CBŚP przejęło nielegalną fabrykę papierosów na Dolnym Śląsku
Ponad 18 mln papierosów i 25 ton tytoniu zabezpieczyli policjanci w nielegalnych fabrykach papierosów na Dolnym Śląsku.
Jak poinformowało Centralne Biuro Śledcze Policji gang, który zajmował się produkcją mógł spowodować wielomilionowe straty dla budżetu państwa.
Fabryka, którą zajęli policjanci była wyposażona w kompletną linię produkcyjną i linię do pakowania o dużej wydajności.
O szczegółach akcji policji – mówi komisarz Agnieszka Hamelusz, rzecznik prasowy komendanta CBŚP.
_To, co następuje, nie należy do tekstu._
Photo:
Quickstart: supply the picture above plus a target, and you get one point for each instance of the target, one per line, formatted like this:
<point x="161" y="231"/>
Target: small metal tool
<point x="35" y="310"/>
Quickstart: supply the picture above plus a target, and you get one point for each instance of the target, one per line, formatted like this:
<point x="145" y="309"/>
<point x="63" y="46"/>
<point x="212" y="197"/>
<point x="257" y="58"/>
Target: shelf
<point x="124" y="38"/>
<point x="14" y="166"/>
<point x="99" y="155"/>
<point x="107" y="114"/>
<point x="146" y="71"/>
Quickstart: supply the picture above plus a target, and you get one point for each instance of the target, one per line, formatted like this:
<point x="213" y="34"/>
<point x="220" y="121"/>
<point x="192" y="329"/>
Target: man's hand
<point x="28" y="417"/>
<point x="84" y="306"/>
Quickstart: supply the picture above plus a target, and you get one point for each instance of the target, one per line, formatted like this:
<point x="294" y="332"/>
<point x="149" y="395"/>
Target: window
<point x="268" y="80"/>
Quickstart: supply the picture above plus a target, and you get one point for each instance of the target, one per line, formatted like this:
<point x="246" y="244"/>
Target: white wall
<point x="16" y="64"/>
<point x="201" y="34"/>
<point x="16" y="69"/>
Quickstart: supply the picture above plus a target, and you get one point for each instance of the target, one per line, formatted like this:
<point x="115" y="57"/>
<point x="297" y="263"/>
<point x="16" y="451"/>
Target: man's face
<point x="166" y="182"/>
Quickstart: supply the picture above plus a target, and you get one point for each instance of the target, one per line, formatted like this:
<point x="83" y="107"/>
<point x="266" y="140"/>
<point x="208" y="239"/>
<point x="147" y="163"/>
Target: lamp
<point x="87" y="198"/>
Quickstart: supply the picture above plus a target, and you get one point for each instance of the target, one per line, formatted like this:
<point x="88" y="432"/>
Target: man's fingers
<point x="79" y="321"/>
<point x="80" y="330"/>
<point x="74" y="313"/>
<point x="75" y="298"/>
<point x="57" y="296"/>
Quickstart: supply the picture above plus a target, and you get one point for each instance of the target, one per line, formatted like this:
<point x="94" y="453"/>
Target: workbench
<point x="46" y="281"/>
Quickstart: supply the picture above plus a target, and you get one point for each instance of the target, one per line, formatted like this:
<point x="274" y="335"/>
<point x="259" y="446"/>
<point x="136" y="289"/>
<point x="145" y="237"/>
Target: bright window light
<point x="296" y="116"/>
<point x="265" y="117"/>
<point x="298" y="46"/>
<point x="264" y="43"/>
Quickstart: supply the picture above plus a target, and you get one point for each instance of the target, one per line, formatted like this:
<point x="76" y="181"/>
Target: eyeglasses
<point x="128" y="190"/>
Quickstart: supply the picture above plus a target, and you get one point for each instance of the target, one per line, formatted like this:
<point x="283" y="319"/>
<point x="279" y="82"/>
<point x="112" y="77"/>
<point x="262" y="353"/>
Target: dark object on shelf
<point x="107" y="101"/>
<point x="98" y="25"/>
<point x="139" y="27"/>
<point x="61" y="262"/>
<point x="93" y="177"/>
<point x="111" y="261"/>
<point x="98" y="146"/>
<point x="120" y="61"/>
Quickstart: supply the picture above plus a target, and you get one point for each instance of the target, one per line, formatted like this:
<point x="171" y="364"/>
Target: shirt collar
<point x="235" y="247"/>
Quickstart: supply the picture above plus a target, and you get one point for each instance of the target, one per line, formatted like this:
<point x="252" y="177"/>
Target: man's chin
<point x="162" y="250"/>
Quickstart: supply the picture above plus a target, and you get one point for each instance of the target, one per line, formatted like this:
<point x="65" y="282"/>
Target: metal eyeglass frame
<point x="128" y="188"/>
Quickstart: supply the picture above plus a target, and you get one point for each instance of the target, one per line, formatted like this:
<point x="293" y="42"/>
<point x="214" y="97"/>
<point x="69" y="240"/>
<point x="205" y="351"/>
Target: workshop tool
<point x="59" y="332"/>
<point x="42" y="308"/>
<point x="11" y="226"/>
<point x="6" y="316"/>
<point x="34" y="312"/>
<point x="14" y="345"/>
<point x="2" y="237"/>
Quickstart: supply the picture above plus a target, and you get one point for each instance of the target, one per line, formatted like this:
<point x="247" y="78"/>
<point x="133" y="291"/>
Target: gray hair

– Policjanci Centralnego Biura Śledczego Policji współdziałając ze strażą graniczną i izbą celną dotarli zarówno do hal produkcyjnych jak i magazynów grupy przestępczej. Tutaj wstępnie straty Skarbu Państwa z tytułu działalności nielegalnej fabryki szacujemy na ponad 16 mln złotych. Ta akcja miała miejsce w kilku miejscach jednocześnie. Policjanci dotarli między innymi do hali produkcyjnej, która znajdowała się w małej miejscowości w powiecie polkowickim, jak również do hal magazynowych, gdzie przechowywany był tytoń do produkcji. Natomiast tam, gdzie znajdowały się przeładowywane papierosy, gdzie miały w konsekwencji miały trafić do krajów Europy Zachodniej to mała miejscowość Psary pod Wrocławiem, gdzie były pakowane gotowe papierosy do tirów przewożących margarynę – zaznacza Agnieszka Hameleusz.
Dotychczas w sprawie zatrzymano 15 osób, w tym siedmiu obywateli Ukrainy.
Dziewięć osób usłyszało już zarzuty udziału w zorganizowanej grupie przestępczej. Pozostałym grozi kara do trzech lat więzienia za przestępstwa karno-skarbowe.
W tym roku policjanci zlikwidowali już dwudziestą nielegalną fabrykę papierosów. Po wyprodukowaniu papierosy takie najczęściej są przemycane na Zachód.